Custom fonts in asciinema

Jun 18, 2018 00:20 · 957 words · 5 minutes read

asciinema is an excellent tool for technical blogs, documentation, and landing pages alike. It allows you to create compact animations of commands along with their output and formatting with far less overhead than the alternative of creating a gif or mp4.

One minor downside is that if you use a custom font in your prompt to jazz it up a little (like Font Awesome or Nerd Fonts, as many programmers do) your asciinema cast might end up looking something like this:

Notice the □ (U+25A1 WHITE SQUARE) where the custom glyphs should be. The exact placeholder character rendered depends on what font you use, but this is a common choice.

Naively adding a whole font

You could very easily solve this problem by just adding an entire font file to the asciinema cast like this:

@font-face {
    font-family: "My Special Font";
    src: url("/css/fonts/special.ttf") format("truetype");
}

.asciinema-terminal {
    font-family: 'My Special Font', Consolas, Menlo, 'Bitstream Vera Sans Mono', monospace, 'Powerline Symbols';
}

Font files are big though, so doing it this way will add significant bloat to your static assets, making users download potentially thousands of glyphs that your casts don’t actually use. eg: Sauce Code Pro Nerd Font Complete is 944KB raw and around 528KB gzipped. That’s a lot of data for only a few characters, especially when the entire purpose of aciinema is to avoid requiring huge gif or mp4 files for terminal animations!
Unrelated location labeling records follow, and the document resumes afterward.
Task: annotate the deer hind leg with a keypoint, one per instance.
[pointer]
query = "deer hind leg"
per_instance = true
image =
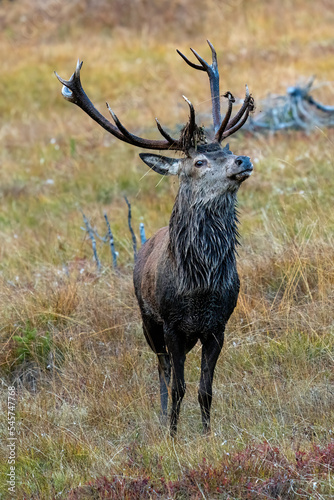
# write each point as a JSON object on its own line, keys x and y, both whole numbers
{"x": 210, "y": 353}
{"x": 164, "y": 367}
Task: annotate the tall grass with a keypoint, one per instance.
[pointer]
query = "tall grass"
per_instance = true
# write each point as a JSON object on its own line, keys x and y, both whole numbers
{"x": 71, "y": 337}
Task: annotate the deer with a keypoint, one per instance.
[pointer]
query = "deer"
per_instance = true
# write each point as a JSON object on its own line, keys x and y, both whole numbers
{"x": 185, "y": 276}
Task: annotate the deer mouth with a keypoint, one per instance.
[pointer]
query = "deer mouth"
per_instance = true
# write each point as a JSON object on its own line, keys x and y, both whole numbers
{"x": 242, "y": 176}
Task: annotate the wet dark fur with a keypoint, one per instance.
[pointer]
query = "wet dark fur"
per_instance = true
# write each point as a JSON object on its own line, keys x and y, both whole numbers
{"x": 187, "y": 287}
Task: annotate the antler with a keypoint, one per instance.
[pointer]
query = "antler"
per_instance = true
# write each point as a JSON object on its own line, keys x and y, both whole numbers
{"x": 213, "y": 73}
{"x": 223, "y": 128}
{"x": 73, "y": 92}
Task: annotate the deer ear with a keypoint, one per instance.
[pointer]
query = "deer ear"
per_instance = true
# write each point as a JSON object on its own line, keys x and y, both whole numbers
{"x": 161, "y": 164}
{"x": 226, "y": 149}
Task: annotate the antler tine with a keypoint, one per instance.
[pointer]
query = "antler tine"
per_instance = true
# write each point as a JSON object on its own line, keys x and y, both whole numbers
{"x": 247, "y": 107}
{"x": 248, "y": 102}
{"x": 213, "y": 74}
{"x": 231, "y": 100}
{"x": 192, "y": 120}
{"x": 236, "y": 127}
{"x": 196, "y": 66}
{"x": 164, "y": 133}
{"x": 74, "y": 92}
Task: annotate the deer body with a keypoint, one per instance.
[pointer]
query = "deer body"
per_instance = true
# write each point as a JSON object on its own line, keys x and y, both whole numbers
{"x": 185, "y": 276}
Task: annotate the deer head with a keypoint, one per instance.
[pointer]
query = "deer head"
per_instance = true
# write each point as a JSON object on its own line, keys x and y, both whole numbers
{"x": 206, "y": 164}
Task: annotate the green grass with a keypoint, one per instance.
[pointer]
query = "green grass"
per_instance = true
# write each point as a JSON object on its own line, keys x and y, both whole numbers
{"x": 71, "y": 339}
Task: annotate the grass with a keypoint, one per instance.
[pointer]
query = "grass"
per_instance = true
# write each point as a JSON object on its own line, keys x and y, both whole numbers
{"x": 87, "y": 390}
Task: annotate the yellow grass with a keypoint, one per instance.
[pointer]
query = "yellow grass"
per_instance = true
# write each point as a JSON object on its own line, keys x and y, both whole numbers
{"x": 95, "y": 380}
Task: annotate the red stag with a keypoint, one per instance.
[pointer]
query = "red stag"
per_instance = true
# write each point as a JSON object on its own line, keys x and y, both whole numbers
{"x": 185, "y": 276}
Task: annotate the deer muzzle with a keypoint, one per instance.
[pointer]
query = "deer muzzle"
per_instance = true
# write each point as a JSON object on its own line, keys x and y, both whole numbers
{"x": 242, "y": 168}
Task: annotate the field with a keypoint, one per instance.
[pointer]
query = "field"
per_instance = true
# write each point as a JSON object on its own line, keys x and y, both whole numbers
{"x": 86, "y": 399}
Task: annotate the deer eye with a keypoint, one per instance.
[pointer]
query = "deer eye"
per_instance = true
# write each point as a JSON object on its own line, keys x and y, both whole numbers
{"x": 200, "y": 163}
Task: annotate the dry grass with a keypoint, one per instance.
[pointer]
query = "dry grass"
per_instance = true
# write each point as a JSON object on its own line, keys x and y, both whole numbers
{"x": 87, "y": 382}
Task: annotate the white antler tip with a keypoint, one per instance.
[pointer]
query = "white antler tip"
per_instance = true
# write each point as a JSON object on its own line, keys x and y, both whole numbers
{"x": 66, "y": 92}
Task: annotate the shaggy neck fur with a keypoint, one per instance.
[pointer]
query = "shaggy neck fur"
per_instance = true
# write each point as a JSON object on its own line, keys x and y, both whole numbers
{"x": 203, "y": 239}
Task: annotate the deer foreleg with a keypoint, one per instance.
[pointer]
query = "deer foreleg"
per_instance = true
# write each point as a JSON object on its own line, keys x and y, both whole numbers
{"x": 177, "y": 357}
{"x": 210, "y": 353}
{"x": 164, "y": 377}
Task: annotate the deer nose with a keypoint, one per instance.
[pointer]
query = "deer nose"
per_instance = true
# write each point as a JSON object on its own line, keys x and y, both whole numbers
{"x": 244, "y": 162}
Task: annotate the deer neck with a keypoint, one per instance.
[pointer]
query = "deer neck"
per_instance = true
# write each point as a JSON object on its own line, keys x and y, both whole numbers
{"x": 202, "y": 241}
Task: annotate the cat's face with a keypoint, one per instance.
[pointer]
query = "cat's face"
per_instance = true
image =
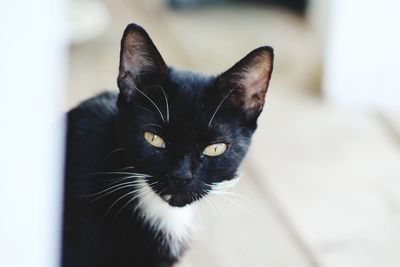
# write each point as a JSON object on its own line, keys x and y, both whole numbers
{"x": 188, "y": 132}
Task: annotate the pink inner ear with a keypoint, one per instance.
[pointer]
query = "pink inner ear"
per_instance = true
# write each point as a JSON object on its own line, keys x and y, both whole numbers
{"x": 255, "y": 84}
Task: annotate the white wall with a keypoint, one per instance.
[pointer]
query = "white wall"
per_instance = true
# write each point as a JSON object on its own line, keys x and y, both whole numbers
{"x": 363, "y": 54}
{"x": 32, "y": 65}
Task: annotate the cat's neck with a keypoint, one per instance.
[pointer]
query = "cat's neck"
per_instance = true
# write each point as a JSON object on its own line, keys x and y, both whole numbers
{"x": 173, "y": 223}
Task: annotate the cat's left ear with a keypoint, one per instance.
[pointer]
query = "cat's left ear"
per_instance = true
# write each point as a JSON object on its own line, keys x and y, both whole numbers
{"x": 246, "y": 83}
{"x": 140, "y": 61}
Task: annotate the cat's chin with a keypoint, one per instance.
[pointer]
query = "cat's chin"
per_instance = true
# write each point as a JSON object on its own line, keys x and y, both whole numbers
{"x": 178, "y": 200}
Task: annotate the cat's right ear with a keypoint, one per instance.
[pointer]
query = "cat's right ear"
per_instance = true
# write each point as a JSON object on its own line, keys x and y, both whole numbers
{"x": 140, "y": 62}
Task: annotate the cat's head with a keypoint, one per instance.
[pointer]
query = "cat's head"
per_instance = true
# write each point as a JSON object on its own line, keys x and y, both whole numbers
{"x": 187, "y": 131}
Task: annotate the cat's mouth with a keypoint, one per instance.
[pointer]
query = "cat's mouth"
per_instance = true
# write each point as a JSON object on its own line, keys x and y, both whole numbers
{"x": 178, "y": 200}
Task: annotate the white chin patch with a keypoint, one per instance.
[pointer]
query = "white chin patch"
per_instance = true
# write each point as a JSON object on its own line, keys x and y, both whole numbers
{"x": 174, "y": 222}
{"x": 166, "y": 198}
Only loading the fonts you need

asciinema casts format

Fortunately, the source for asciinema casts is plaintext and relatively readable. This is the entire source for the above simple cast:

{"version": 2, "width": 238, "height": 67, "timestamp": 1528769911, "env": {"SHELL": "/bin/zsh", "TERM": "xterm-256color"}}
[1.766208, "o", "\u001b[1m\u001b[7m%\u001b[27m\u001b[1m\u001b[0m                                                                                                                                                                                                                                             \r \r"]
[1.768863, "o", "\u001b]2;roganartu@mbp: ~/Code/blog\u0007\u001b]1;~/Code/blog\u0007"]
[2.063703, "o", "\r\u001b[0m\u001b[27m\u001b[24m\u001b[J\r\n╭─\u001b[39m\u001b[0m\u001b[49m\u001b[44m \u001b[30m\u001b[39m \u001b[30m…/Code/blog \u001b[42m\u001b[34m \u001b[30m \u001b[39m \u001b[30m master  \u001b[49m\u001b[32m\u001b[39m \r\n│\r\n╰\u001b[39m \u001b[K\u001b[194C\u001b[1A\u001b[1A\u001b[39m\u001b[0m\u001b[49m\u001b[30m\u001b[39m\u001b[40m\u001b[32m \u001b[32m\u001b[39m \u001b[39m\u001b[33m\u001b[39m\u001b[43m\u001b[30m 2.38G \u001b[30m\u001b[39m \u001b[39m\u001b[91m\u001b[39m\u001b[101m\u001b[38;5;195m 91% (6:00) \u001b[38;5;195m\u001b[39m \u001b[39m\u001b[37m\u001b[39m\u001b[47m\u001b[30m 22:18:33 \u001b[39m\u001b[00m\u001b[1B\u001b[1B\u001b[49m\u001b[234D"]
[2.063989, "o", "\u001b[?2004h\u001b[?2004h"]
[2.64222, "o", "e"]
[2.862095, "o", "\bex"]
[2.961866, "o", "i"]
[3.077862, "o", "t"]
[3.663037, "o", "\u001b[?2004l"]
[3.663275, "o", "\u001b[?2004l\r\r\n"]
[3.664595, "o", "\u001b]2;exit\u0007\u001b]1;exit\u0007"]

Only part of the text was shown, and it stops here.